1. The Mesh of Death Adversity

Topology and scenario

(Amadeus Alfa, Juliusz Chroboczek, Federico Capoano, Goran Mahovlić, Tomislava, Dario Stelitano, Riccardo Bloise)

../_images/1-the-mesh-of-death-adversity.svg

Our test network consists of 10 wifi routers all directly connected to each others with one exception: A and K are not directly connected. Each router operates simultaneously with two different frequencies, one in 2.4 GHz, and the other in 5 Ghz. To avoid a link between A and K, we put them in different rooms and diminished their transmission power, while other routers (B to J) were in a large hall.

In order to test the performances of this network, two hosts are connected with wires at the extremities of the network: the client to A, and the server to K. We use wires to avoid interfering with the network we were testing. Then, the client performs some tests, using two tools: ping, to measure the latency between the two hosts, and iperf, to stress out the network and measure the throughput.

In this scenario, we are comparing 5 actively maintained and deployed routing protocols: Babel, Batman-adv, BMX7, OLSRv1 and OLSRv2.

Note

  • Some links are not drawn to avoid unnecessary confusion,
  • Remark that the shortest path from A to K consists of 2 hops,
  • There is no router I to avoid a possible confusion with the number 1.

Problems

This topology looks like really simple, but we expect that the interferences generated by as many routers should be sufficient to make differences between protocols.

Indeed, as described in The Hidden Node Problem, a wifi adapter is either transmitting or receiving. From a routing point of view, this means that doing two hops on the same channel will divide the throughput by two, and with three hops by three, etc. Using multiple non-interfering channels can avoid this problem, or at least will limit it: the transit node of a two hop route with each hop on a different channel can receive on one channel packets that it simultaneously send on the other channel. Another problem with wifi is that the performances decrease quickly with the distance because of packet loss: it is often better to take a two hop route instead of a long one hop route, even if the two hops are on the same channel.

From a routing point of view, we see that there is a real challenge: choosing the right tradeoff between taking a few hops, dodging lossy links and varying the channels used.

Requirements

  • 10x Tp Link WDR4300 with OpenWRT
  • 2x laptops with real ethernet ports (no adapters)
  • 2x ethernet cables

Configuration

Note

All the configuration files for each router are available on github.

The binary of the firmware is also available.

Each node is a dual radio wireless router (TP-Link WDR4300), the most important facts related to the configuration are:

  • multi channel mesh (2 GHz and 5 GHz)
  • dual stack (IPv4 and IPv6)
  • protocols installed: Babel, Batman-adv, BMX7, OLSRv1 and OLSRv2
  • laptops were connected to the mesh with static routes on nodes A and K

Warning

By the end of the eight edition we came to the conclusion that having to set up static routes to plug laptops into the mesh was a mistake.

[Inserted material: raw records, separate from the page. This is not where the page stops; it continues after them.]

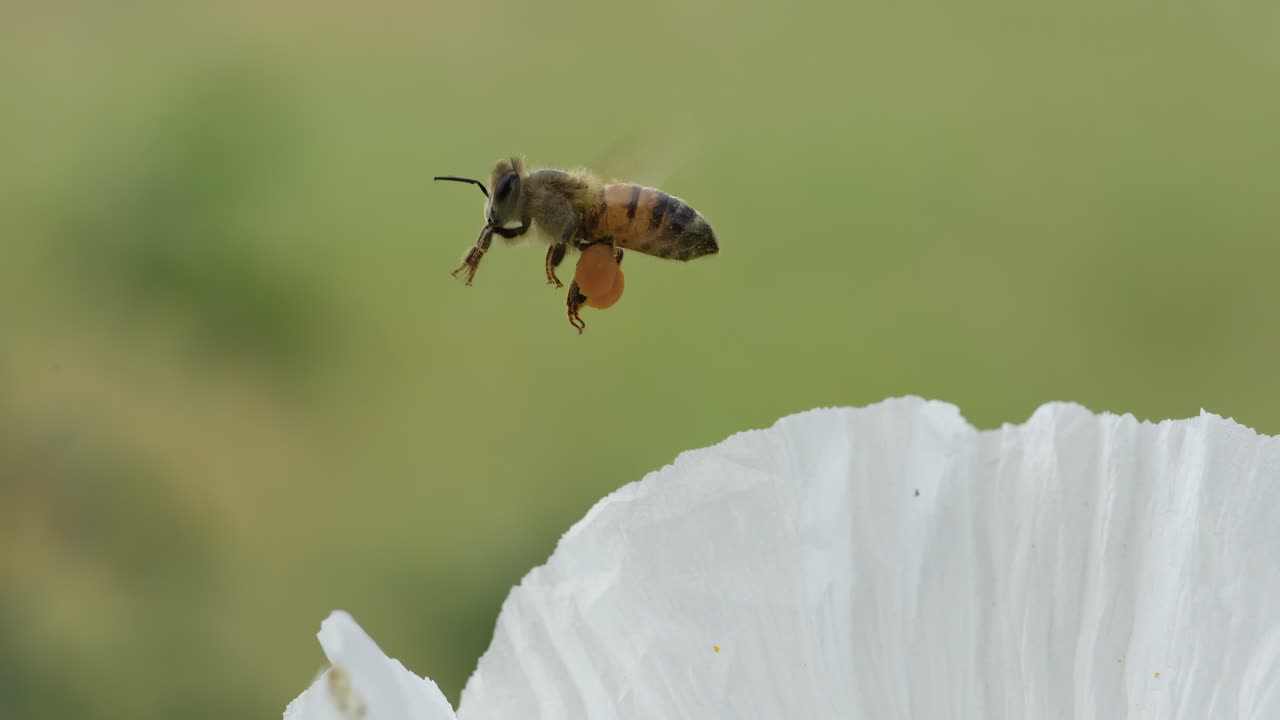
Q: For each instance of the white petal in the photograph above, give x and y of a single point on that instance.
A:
(364, 683)
(892, 561)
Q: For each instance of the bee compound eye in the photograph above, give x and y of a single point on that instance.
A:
(504, 187)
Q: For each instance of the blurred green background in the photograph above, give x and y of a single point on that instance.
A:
(238, 387)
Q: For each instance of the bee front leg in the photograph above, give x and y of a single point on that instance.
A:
(574, 302)
(554, 256)
(471, 263)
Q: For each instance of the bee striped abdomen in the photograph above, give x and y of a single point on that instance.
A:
(652, 222)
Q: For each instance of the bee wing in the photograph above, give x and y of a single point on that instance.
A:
(650, 155)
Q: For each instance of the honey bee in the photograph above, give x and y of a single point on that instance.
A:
(576, 210)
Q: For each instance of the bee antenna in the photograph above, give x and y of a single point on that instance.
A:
(478, 183)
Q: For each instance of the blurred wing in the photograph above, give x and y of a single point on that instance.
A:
(649, 155)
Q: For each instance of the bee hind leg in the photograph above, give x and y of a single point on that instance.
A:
(574, 302)
(554, 256)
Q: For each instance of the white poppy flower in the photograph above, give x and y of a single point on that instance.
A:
(892, 563)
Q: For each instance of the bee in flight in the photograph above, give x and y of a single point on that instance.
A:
(575, 210)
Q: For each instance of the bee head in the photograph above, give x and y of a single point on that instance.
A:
(504, 210)
(506, 206)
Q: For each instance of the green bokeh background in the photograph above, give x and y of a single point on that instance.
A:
(238, 387)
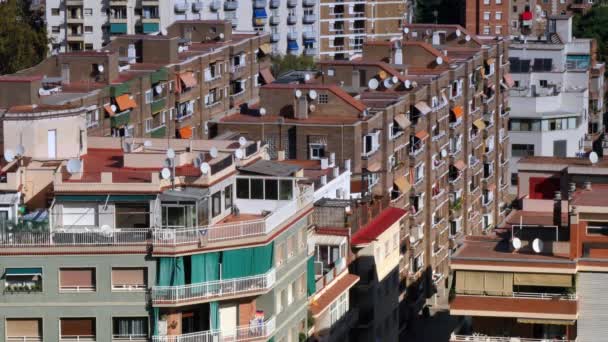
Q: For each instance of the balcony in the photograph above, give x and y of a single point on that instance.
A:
(241, 333)
(213, 290)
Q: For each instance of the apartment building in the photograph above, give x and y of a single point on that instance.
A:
(344, 26)
(487, 17)
(213, 247)
(151, 86)
(539, 276)
(556, 104)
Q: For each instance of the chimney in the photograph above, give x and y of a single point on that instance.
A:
(557, 209)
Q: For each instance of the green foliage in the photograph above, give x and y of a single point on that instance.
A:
(284, 63)
(23, 39)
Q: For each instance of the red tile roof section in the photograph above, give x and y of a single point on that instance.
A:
(378, 225)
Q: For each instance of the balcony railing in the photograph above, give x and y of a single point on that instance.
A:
(241, 333)
(213, 289)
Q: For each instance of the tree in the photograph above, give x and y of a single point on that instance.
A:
(23, 38)
(283, 63)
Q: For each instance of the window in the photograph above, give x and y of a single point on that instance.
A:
(323, 98)
(77, 329)
(130, 328)
(18, 280)
(129, 278)
(216, 204)
(77, 279)
(23, 329)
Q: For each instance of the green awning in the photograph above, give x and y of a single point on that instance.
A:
(23, 271)
(118, 28)
(104, 198)
(149, 27)
(311, 284)
(159, 75)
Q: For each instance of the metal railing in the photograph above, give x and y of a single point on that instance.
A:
(241, 333)
(211, 289)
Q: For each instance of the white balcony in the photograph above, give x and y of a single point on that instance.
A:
(212, 290)
(241, 333)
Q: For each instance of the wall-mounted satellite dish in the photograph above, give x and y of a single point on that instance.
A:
(373, 84)
(165, 173)
(312, 94)
(537, 245)
(593, 158)
(20, 150)
(205, 168)
(74, 166)
(516, 243)
(171, 153)
(213, 152)
(9, 155)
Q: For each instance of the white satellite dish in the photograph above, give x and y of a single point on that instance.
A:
(593, 158)
(373, 84)
(20, 150)
(171, 153)
(312, 94)
(165, 173)
(516, 243)
(213, 152)
(205, 168)
(74, 166)
(537, 245)
(9, 155)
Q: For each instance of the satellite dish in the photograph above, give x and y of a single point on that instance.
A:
(516, 243)
(537, 245)
(213, 152)
(205, 168)
(20, 150)
(592, 157)
(171, 153)
(74, 166)
(373, 84)
(165, 173)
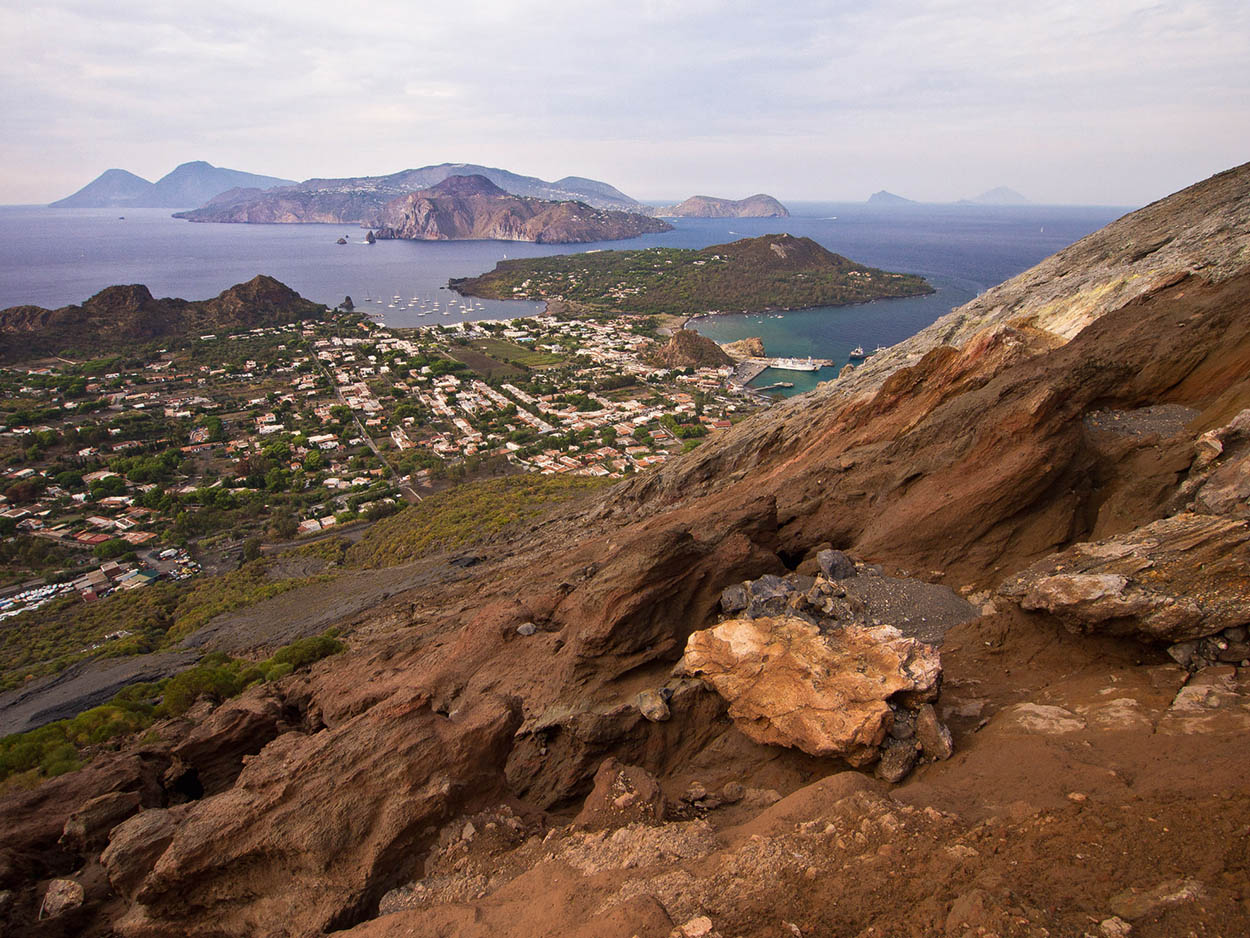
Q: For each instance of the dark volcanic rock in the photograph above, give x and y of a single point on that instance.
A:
(689, 349)
(474, 208)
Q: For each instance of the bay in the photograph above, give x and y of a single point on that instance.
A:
(58, 257)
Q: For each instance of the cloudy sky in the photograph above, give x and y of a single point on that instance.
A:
(1099, 101)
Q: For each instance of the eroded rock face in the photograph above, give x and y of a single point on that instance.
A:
(320, 827)
(790, 684)
(623, 794)
(1175, 579)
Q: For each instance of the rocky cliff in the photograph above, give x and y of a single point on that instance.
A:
(689, 349)
(709, 206)
(463, 208)
(124, 314)
(358, 199)
(1001, 570)
(186, 185)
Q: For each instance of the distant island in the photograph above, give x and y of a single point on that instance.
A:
(185, 186)
(360, 199)
(709, 206)
(128, 314)
(463, 208)
(999, 195)
(750, 275)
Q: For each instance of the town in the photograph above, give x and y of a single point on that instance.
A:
(198, 454)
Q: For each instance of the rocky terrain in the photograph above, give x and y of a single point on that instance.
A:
(461, 208)
(709, 206)
(130, 313)
(186, 185)
(950, 645)
(748, 275)
(689, 349)
(359, 199)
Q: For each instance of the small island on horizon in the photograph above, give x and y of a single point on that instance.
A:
(775, 272)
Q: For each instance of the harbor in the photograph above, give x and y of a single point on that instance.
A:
(751, 368)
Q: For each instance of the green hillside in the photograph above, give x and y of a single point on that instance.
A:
(751, 275)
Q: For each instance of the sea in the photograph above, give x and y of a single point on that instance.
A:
(56, 257)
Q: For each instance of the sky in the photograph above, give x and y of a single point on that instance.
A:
(1104, 101)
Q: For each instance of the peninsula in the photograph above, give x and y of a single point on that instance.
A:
(709, 206)
(750, 275)
(186, 185)
(125, 314)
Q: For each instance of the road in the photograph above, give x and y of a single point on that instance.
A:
(406, 490)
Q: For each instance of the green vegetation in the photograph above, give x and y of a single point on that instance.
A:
(64, 746)
(518, 354)
(464, 514)
(51, 638)
(774, 272)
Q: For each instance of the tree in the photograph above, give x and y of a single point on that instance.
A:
(284, 525)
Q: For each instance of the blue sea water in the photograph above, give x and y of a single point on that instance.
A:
(56, 257)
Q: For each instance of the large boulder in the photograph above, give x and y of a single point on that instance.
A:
(136, 844)
(1175, 579)
(789, 683)
(213, 752)
(88, 828)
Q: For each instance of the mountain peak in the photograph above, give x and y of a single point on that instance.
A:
(886, 198)
(473, 184)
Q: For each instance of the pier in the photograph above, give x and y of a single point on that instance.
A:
(751, 368)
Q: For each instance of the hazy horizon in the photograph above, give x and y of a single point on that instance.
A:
(933, 100)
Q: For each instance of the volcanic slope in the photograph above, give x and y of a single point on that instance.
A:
(461, 208)
(749, 275)
(434, 779)
(130, 313)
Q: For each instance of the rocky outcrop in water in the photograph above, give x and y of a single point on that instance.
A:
(130, 313)
(689, 349)
(464, 208)
(359, 199)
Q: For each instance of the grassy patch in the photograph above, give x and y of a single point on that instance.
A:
(64, 746)
(518, 354)
(461, 515)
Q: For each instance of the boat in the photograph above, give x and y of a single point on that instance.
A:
(793, 364)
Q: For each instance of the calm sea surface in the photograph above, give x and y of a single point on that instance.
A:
(56, 257)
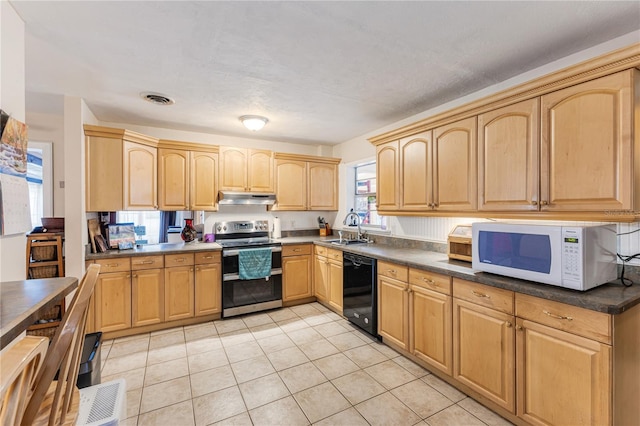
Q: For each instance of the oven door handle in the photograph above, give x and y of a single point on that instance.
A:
(227, 253)
(236, 277)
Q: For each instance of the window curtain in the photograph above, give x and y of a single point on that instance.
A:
(167, 219)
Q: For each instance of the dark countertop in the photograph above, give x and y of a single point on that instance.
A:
(611, 298)
(22, 301)
(156, 249)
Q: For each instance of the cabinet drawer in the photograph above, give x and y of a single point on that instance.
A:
(334, 254)
(393, 270)
(484, 295)
(580, 321)
(296, 250)
(207, 257)
(320, 251)
(185, 259)
(121, 264)
(430, 280)
(146, 262)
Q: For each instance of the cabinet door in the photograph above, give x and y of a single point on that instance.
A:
(484, 352)
(233, 168)
(432, 330)
(260, 170)
(393, 311)
(563, 379)
(291, 185)
(208, 298)
(204, 181)
(113, 301)
(323, 186)
(321, 277)
(173, 178)
(455, 182)
(140, 177)
(335, 285)
(508, 146)
(586, 158)
(179, 298)
(147, 292)
(388, 176)
(415, 166)
(104, 175)
(296, 278)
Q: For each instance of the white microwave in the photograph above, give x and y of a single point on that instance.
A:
(575, 257)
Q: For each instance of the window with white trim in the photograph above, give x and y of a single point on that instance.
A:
(365, 195)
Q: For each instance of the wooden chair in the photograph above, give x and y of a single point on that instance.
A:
(19, 365)
(57, 402)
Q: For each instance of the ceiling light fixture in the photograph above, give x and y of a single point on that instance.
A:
(157, 98)
(253, 122)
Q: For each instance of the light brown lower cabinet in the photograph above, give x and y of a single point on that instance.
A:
(208, 273)
(147, 297)
(113, 301)
(179, 286)
(430, 319)
(296, 272)
(393, 304)
(484, 351)
(563, 379)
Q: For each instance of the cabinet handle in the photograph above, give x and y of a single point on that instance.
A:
(557, 316)
(430, 282)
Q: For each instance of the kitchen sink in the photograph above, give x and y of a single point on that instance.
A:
(347, 242)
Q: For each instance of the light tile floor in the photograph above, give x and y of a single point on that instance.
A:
(293, 366)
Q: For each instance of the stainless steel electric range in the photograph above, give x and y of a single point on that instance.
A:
(245, 295)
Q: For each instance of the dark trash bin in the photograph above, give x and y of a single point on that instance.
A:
(89, 373)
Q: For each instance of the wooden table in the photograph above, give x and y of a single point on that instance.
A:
(22, 301)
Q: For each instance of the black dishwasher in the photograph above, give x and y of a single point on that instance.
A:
(360, 298)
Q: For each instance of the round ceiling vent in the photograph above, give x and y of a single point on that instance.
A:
(157, 98)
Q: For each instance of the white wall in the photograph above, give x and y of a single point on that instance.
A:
(12, 101)
(215, 139)
(359, 150)
(50, 128)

We also haven’t been able to run batman-adv with the same network configuration of the other routing protocols.

For these reasons Henning Rogge proposed a better configuration plan for the next edition (Battlemesh v9).

Test

(Henning Rogge, Thijs Van Veen)

Note

The test script is available on github, the relevant sections are test 1, 2 and 3.It has been carefully crafted such that the tests can be repeated easily.

The tests mainly consisted in generating traffic from the client connected to A to the server connected to K. The measurements were collected on the client.

3 different tests were performed:

  • reboot: measure ping RTT while the mesh is rebooted
  • ping: only measure ping RTT
  • ping + iperf: measure ping RTT and throughput of a 10 Mbit/s UDP Iperf stream running simultaneously

Note

Results

(Matthieu Boutier)

Graphs and raw data are provided for each test.

Note

The graphs were generated with the generate_graphs.sh script (requires the R programming language), available on github.

reboot

In the reboot experiment, we let the network run stable for some time, and then suddently reboot all routers simultaneously. The following graph show a quick overview of the whole experiment.

(How to read: lower is better)

../_images/reboot-rtt-normal-summary.svg

What interests us in this experiment is the small part after the reboot: the following graph represent the ECDF graph of the ping samples taken for 50s after the reboot. The x-axis is scaled to show only packets than less than 50ms: we see that all protocols are choosing fast routes, since in all cases, the RTT of the packets are below 50ms. In this particular example though, Babel, BMX7 and OLSRv1, with almost all packets being under 10ms, outperforms Batman-adv and OLSRv2, which “only” have 80% of the packets under 10ms.

(How to read: closer to left is better, learn more about how to read ECDF graphs)

../_images/reboot-rtt-ecdf-zoom.svg

Zooming at the normal graphs around time 150 gives us another precious informations: we see when the routing protocols begin to forward packets, which should reflect the convergence time of each protocol. Regarding this benchmark, we observe the following convergence time:

Babel OLSRv2 BMX7 OLSRv1 Batman-adv
151 155 159 163 182
+0 +4s +8s +12s +23s

(How to read: lower is better)

../_images/reboot-rtt-normal-zoom.svg

Note

Raw data for this test is available on github.

ping

In the ping experiment, we just measure the latency of the network with the ping tool, without any other perturbation. We expect an extremely stable network, with low RTT measurements and high fairness.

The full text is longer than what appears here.